Group 1: Algorithms, Complexity, Cryptography, Theory of Distributed Computing

Group 2: Artificial Intelligence, Machine Learning, Knowledge Representation, Computational Linguistics, Computational Biology and Medicine, Robotics, Vision

Group 3: Systems, Networks, Databases, Security, Programming Languages, Compilers, Software Engineering, Scientific Computing

Group 4: Human Computer Interaction, Computational Social Science, Visualization, Graphics, Sustainability Computing, Computer Science Education

The course descriptions below are available for the 2025-2026 academic year. For a full list of graduate courses at the Department of Computer Science please visit the SGS Calendar entry for Computer Science.

Non-breadth Courses: Course offerings out of the Department of Computer Science that are not eligible for fulfilling the breadth requirements. 


Group 1: Algorithms, Complexity, Cryptography, Theory of Distributed Computing


CSC2555H —  Mathematical Foundations of Algorithmic Fairness (Summer 2026)

This course explores the emerging mathematical foundations of algorithmic fairness across various decision-making contexts.
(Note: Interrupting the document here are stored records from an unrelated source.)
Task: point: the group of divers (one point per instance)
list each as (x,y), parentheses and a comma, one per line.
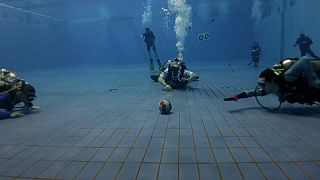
(295,80)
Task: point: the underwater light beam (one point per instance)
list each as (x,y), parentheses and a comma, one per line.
(182,22)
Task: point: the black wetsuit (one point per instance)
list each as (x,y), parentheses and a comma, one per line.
(149,39)
(304,45)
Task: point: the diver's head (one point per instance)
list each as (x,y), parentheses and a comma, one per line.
(29,91)
(267,75)
(4,71)
(269,81)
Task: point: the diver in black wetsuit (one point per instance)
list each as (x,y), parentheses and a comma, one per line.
(304,45)
(150,39)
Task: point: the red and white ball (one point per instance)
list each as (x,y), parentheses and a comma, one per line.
(165,106)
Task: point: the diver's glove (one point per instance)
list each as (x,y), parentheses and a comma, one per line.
(168,88)
(231,98)
(16,114)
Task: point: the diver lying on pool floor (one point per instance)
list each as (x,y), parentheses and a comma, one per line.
(294,80)
(14,90)
(176,75)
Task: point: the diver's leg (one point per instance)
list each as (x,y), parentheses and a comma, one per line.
(151,64)
(155,51)
(158,60)
(303,65)
(245,94)
(151,60)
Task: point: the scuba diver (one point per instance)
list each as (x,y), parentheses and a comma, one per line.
(255,55)
(176,75)
(14,90)
(150,39)
(304,45)
(293,80)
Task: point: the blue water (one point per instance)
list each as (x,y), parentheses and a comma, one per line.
(42,35)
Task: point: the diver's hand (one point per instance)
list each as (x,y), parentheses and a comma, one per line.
(34,107)
(16,114)
(232,98)
(167,88)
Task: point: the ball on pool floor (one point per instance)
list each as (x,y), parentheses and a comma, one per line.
(165,106)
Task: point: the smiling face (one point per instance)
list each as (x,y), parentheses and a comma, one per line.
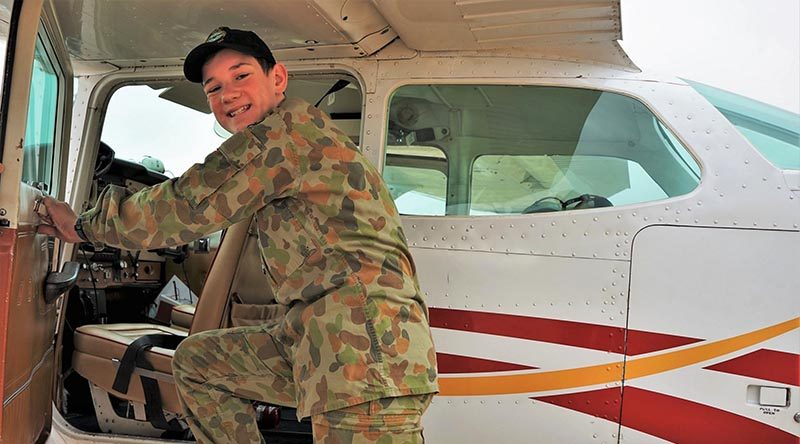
(238,91)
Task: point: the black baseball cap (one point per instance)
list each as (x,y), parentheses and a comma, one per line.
(246,42)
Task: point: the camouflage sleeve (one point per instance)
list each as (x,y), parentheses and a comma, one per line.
(242,175)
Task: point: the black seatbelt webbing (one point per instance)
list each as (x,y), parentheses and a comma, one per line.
(138,348)
(136,356)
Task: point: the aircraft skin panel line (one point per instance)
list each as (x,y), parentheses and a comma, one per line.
(688,421)
(610,372)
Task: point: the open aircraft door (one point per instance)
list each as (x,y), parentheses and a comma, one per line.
(33,150)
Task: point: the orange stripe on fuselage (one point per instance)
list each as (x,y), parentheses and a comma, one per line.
(608,373)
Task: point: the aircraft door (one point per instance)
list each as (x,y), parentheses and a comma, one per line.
(728,298)
(32,148)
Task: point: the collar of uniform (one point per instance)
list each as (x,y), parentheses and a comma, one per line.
(287,104)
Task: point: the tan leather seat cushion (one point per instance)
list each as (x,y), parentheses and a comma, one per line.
(182,316)
(99,348)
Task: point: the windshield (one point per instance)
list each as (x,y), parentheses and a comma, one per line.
(773,131)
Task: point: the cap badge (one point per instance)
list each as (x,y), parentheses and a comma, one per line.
(216,36)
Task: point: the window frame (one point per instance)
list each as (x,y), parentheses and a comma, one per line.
(51,182)
(459,190)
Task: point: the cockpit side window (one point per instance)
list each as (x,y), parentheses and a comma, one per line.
(509,149)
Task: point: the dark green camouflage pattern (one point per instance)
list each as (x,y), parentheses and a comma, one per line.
(330,238)
(219,371)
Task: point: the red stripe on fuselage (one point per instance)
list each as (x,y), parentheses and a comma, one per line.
(576,334)
(766,364)
(672,419)
(448,363)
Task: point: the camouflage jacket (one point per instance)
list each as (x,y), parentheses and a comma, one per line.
(330,238)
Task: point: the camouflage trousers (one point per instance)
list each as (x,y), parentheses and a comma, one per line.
(219,372)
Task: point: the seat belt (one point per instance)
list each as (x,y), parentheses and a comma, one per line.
(135,356)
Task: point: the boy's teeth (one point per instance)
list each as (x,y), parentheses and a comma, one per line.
(238,111)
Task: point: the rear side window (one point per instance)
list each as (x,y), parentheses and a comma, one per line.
(497,149)
(773,131)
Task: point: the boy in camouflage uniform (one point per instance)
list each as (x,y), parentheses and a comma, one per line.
(354,350)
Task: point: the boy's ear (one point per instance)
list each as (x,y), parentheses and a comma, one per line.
(281,77)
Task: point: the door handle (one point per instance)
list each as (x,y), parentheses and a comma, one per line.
(61,282)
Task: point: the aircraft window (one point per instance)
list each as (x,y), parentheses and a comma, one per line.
(168,127)
(417,179)
(773,131)
(145,125)
(508,149)
(511,184)
(40,130)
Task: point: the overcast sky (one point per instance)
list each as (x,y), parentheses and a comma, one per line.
(750,47)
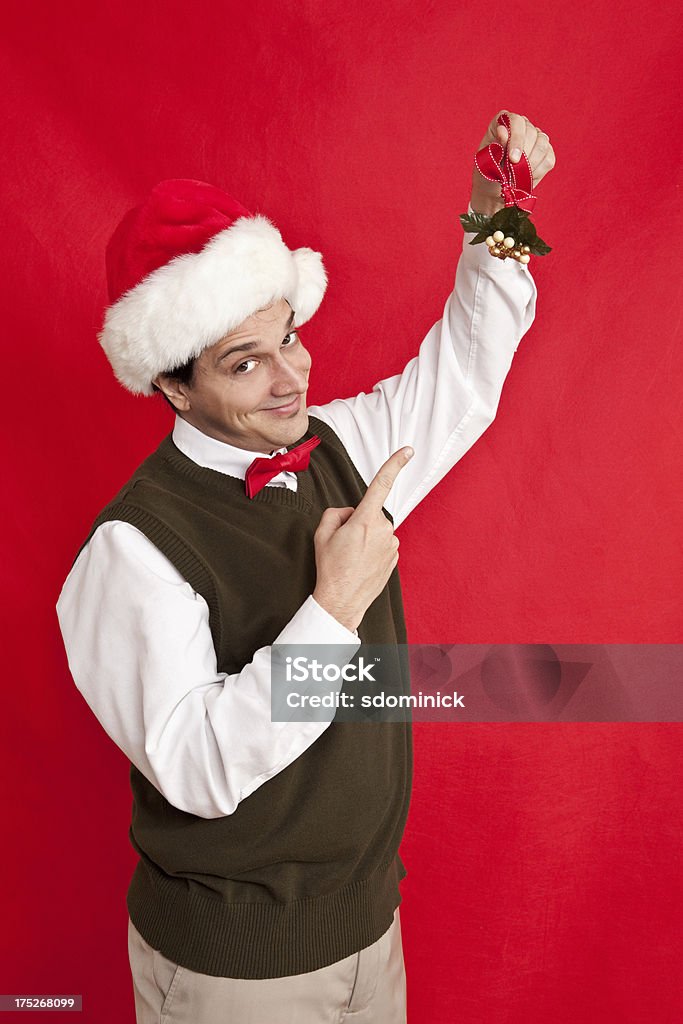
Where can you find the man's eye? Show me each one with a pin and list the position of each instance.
(294, 335)
(246, 363)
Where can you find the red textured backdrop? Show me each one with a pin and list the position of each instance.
(544, 860)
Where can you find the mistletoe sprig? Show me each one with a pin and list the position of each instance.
(507, 232)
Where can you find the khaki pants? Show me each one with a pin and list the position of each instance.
(368, 987)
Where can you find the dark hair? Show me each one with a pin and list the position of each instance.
(182, 374)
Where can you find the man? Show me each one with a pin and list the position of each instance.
(267, 885)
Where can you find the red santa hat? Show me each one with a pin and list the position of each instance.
(185, 268)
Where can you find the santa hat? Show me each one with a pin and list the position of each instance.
(186, 267)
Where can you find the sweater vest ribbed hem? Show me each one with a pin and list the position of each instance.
(265, 939)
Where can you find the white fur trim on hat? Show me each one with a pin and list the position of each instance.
(194, 300)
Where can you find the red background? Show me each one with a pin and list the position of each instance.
(544, 860)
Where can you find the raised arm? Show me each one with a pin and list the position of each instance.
(449, 393)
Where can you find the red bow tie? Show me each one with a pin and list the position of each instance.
(262, 470)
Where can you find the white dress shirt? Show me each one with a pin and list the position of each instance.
(137, 635)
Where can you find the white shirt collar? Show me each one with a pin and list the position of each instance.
(224, 458)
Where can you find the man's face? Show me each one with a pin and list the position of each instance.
(240, 382)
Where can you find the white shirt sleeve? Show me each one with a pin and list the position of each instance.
(449, 393)
(141, 653)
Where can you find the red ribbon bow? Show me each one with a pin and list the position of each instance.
(262, 470)
(516, 179)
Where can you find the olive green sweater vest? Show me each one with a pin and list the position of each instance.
(305, 871)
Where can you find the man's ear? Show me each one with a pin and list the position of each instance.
(175, 391)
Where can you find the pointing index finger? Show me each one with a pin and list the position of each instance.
(381, 484)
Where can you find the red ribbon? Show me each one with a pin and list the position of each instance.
(262, 470)
(516, 179)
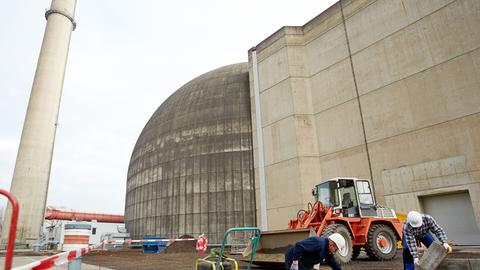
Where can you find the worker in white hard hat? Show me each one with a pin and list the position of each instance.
(418, 227)
(314, 250)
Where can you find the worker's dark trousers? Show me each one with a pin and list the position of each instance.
(407, 256)
(288, 263)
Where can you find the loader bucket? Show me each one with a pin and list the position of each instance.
(274, 244)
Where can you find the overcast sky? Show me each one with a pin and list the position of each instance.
(126, 58)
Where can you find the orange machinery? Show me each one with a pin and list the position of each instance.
(342, 205)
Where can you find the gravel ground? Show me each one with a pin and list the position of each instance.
(135, 259)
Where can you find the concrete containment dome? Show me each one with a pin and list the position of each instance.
(191, 170)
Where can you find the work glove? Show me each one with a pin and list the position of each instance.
(447, 247)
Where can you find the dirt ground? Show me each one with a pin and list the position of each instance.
(135, 259)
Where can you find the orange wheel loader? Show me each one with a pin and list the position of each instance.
(343, 205)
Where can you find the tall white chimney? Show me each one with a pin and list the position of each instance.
(34, 158)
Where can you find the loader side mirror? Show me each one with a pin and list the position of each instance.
(344, 183)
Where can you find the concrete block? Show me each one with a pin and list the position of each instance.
(277, 103)
(418, 9)
(279, 141)
(439, 94)
(283, 184)
(273, 69)
(332, 86)
(391, 59)
(339, 128)
(301, 94)
(351, 162)
(306, 133)
(451, 31)
(435, 255)
(375, 22)
(326, 50)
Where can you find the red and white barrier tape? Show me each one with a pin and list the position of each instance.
(68, 256)
(147, 240)
(58, 259)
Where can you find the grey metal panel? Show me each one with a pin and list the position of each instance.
(191, 170)
(454, 213)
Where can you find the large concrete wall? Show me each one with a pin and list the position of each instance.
(388, 90)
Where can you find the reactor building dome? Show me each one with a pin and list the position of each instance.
(191, 171)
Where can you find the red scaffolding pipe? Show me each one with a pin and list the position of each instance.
(57, 214)
(13, 228)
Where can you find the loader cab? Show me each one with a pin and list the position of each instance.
(349, 196)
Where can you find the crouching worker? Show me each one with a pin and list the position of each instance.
(417, 227)
(313, 250)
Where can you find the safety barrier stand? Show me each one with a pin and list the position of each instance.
(13, 228)
(72, 257)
Students will examine formal definitions of individual and (sub)group fairness, their relationships to each other and to the notion of bias, algorithms that provably satisfy them, and methods to audit existing algorithms for fairness. Application domains span social choice (resource allocation, voting, matching) and machine learning (classification, clustering). Students will apply these concepts through a project focused on examining fairness in a domain of their choice.